Developing a testbed for Intelligent Transportation Systems
Abstract
It is estimated that the average UK commuter spent on average 32 hours stuck in traffic jams in 2017 and that our car park is growing from 1.2 billion cars to 2 billion cars within 2035. In recent years there has been growing research interest in the area of traffic optimization to tackle current and future problems concerning congestion. Intelligent Transportation Systems (ITS) aims to provide innovative services to different modes of transport and traffic management. With the partial introduction of self-driving cars and technology advancements within communication technologies, we can create smarter solutions for traffic optimization and increase traffic flow.

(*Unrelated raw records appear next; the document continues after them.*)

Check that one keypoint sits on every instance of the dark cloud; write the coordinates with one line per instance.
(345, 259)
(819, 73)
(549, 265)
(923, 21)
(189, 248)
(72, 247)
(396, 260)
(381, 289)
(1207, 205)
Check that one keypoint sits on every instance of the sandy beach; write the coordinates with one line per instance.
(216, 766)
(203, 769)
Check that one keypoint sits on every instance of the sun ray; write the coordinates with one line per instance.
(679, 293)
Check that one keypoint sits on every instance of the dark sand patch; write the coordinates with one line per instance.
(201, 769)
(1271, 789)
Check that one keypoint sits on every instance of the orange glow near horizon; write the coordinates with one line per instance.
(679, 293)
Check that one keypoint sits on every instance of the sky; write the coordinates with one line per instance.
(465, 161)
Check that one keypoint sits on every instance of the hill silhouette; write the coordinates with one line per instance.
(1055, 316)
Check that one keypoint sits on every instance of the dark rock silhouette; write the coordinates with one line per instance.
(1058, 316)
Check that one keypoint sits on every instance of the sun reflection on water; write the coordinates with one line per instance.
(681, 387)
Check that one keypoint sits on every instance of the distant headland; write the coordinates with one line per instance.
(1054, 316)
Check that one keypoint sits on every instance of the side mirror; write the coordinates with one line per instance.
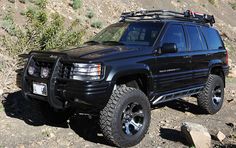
(169, 48)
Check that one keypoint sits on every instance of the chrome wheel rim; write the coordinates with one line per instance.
(132, 119)
(217, 96)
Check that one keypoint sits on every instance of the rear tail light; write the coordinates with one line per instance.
(227, 57)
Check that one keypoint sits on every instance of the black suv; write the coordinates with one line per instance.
(147, 58)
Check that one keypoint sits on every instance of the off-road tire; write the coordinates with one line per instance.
(110, 116)
(205, 97)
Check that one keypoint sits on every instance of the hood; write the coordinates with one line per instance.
(95, 51)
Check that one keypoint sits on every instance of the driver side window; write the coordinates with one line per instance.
(175, 34)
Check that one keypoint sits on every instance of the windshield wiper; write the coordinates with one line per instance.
(112, 42)
(92, 42)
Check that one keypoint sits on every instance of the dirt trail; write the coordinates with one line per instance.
(22, 125)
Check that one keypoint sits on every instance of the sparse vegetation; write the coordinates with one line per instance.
(12, 1)
(46, 133)
(43, 31)
(22, 1)
(97, 24)
(76, 4)
(90, 14)
(233, 5)
(212, 2)
(1, 109)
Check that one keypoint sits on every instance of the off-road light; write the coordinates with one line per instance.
(82, 71)
(44, 72)
(31, 70)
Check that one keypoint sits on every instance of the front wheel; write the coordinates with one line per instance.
(126, 118)
(212, 97)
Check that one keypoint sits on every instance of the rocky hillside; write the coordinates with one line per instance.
(92, 16)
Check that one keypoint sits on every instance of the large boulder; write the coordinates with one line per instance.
(196, 135)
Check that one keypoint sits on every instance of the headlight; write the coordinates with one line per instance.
(82, 71)
(31, 70)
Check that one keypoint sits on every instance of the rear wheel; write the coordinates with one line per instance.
(212, 97)
(126, 118)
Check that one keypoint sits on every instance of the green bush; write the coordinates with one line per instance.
(76, 4)
(42, 31)
(90, 14)
(97, 24)
(212, 2)
(233, 5)
(41, 3)
(12, 1)
(22, 1)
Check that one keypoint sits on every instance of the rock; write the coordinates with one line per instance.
(231, 125)
(220, 136)
(1, 92)
(196, 135)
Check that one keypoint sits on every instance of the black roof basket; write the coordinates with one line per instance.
(188, 15)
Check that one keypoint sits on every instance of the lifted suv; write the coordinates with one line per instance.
(147, 58)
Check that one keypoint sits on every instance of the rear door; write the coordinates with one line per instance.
(200, 56)
(173, 69)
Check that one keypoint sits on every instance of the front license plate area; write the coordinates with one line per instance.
(40, 89)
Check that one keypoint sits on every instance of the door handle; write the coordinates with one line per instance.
(187, 57)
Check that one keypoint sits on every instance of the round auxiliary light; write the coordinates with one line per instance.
(31, 70)
(44, 72)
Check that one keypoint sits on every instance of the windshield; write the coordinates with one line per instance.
(138, 33)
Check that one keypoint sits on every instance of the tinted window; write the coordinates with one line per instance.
(175, 34)
(202, 39)
(144, 33)
(212, 37)
(194, 38)
(141, 33)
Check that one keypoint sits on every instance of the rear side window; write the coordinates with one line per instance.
(212, 38)
(175, 34)
(194, 38)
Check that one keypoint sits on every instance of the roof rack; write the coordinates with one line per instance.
(188, 15)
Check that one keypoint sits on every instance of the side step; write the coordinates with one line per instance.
(177, 95)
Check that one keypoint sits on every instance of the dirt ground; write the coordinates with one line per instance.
(22, 125)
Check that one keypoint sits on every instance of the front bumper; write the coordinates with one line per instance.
(63, 92)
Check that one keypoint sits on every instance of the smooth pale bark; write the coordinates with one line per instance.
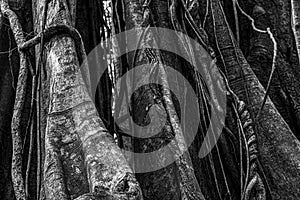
(81, 157)
(277, 144)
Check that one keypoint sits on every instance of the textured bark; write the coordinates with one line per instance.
(17, 158)
(80, 155)
(176, 181)
(277, 143)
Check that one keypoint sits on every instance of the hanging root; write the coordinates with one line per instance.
(275, 49)
(1, 20)
(17, 178)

While the field of ITS applications is extensively tested, regarding technical and business perspectives, there are few testbed solutions available to test such applications at a general level. The work performed in this thesis focuses on creating a low-cost testbed by using DiddyBorg robots equipped with sensors to emulate a real-world scenario. The proposed testbed is a hybrid between computer simulations and field tests, enabling researchers and developers to test new ITS applications faster with real-world capabilities. The system is a highly modular framework where new applications can be implemented and tested quickly. To evaluate the testbed, two different applications are developed: regular traffic light and virtual traffic light. Virtual traffic light aims to remove the physical traffic lights by enabling cars to communicate and resolve possible conflicts at intersections. Results show that regular traffic lights, in low-density scenarios, reduce the average waiting time in an intersection by around 90%. Observations and results collected during experiments show that the proposed testbed can give valuable insights to researchers and developers within the field of ITS.